“Our hope is in the strength of the Lord”
That phrase has been going around in my head.
I’ve been thinking a lot about “weakness” and my own weaknesses –not in a negative way, but more of a realization and a thankfulness that “hey, God can use my weaknesses, my weak areas. He delights in my weaknesses because in those areas, through me, (who me? Yes, me!) He can be strong!”
What a relief that is! Haha!
So why is it that often times I try to embrace what I feel I am strong in and run from what I feel I am weak in? Why is it that I often subconsciously tell myself that if I am not good at something, then it must not be for me? I am seeing now that it should be the opposite, in a sense, at least when it’s something the Lord has placed before me.
“But he said to me, “My grace is sufficient for you, for my power is made perfect in weakness.” Therefore I will boast all the more gladly about my weaknesses, so that Christ’s power may rest on me. That is why, for Christ’s sake, I delight in weaknesses, in insults, in hardships, in persecutions, in difficulties. For when I am weak, then I am strong.” – 2 Corinthians 12:9-10
Not having the pressure of trying to be really good at something sure would be a whole lot easier for me, wouldn’t it?
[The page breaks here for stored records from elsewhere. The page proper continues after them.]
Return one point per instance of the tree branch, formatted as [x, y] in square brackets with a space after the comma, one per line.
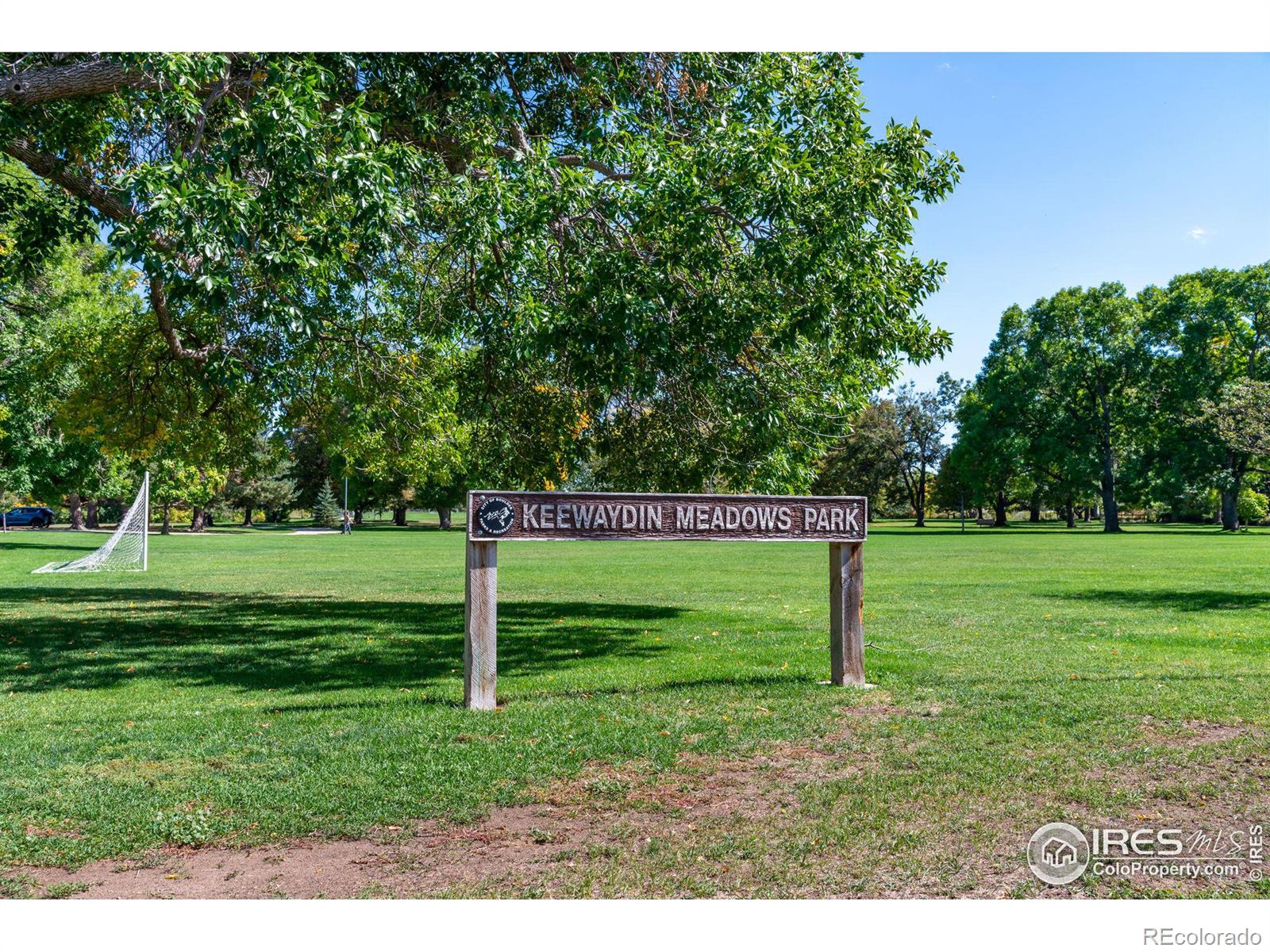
[83, 79]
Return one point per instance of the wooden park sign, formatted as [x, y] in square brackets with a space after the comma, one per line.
[507, 517]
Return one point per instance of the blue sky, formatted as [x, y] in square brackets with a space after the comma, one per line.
[1080, 169]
When it comes down to it, it’s really about the fact that God is always going to be stronger than we can ever try to be. That’s a good thing! When we can learn to let go of trying to be something and just do whatever He leads us to, regardless of what that might be, then we’re always going to be able to achieve those things when we let go of trying to be God, and just let Him do what only He can do.
Our job is only to be obedient, and step into the opportunities that God has placed before us.
We are not meant to get bogged down with a bunch of questions (note to self) or a bunch of “Are you sure, God? Really? Me??”s
I am realizing that these things only cause confusion and delay. But if we just go and do, then He will make sense of it, and it will all come together when we see Him “strong” in the situations that are quite “impossible”.
“We put our hope in the Lord. He is our help and our shield. In Him our hearts rejoice for we trust His holy name. Let your unfailing love surround us, Lord. For our hope is in You alone.” – Psalm 33:20-22
Gosh, I’m so thankful that God can use those of us who are weak and not good at very many things. How amazing that such a powerful God, Creator of the Universe wants to use little earthly “weaklings” like us. What a relief! I’ve always thought of myself as a bit of a “weakling” but I know that when I turn that over to God, and trust that He can and He will, then He can do great things –yes, even through me.
So Lord, I present to You all of my weaknesses, that they may be used for Your purpose. I pray that no illusion, no lie would be able to take my focus, my eyes off of You. I know that only in You am I able to be strong.
Our hope is in the strength of the Lord.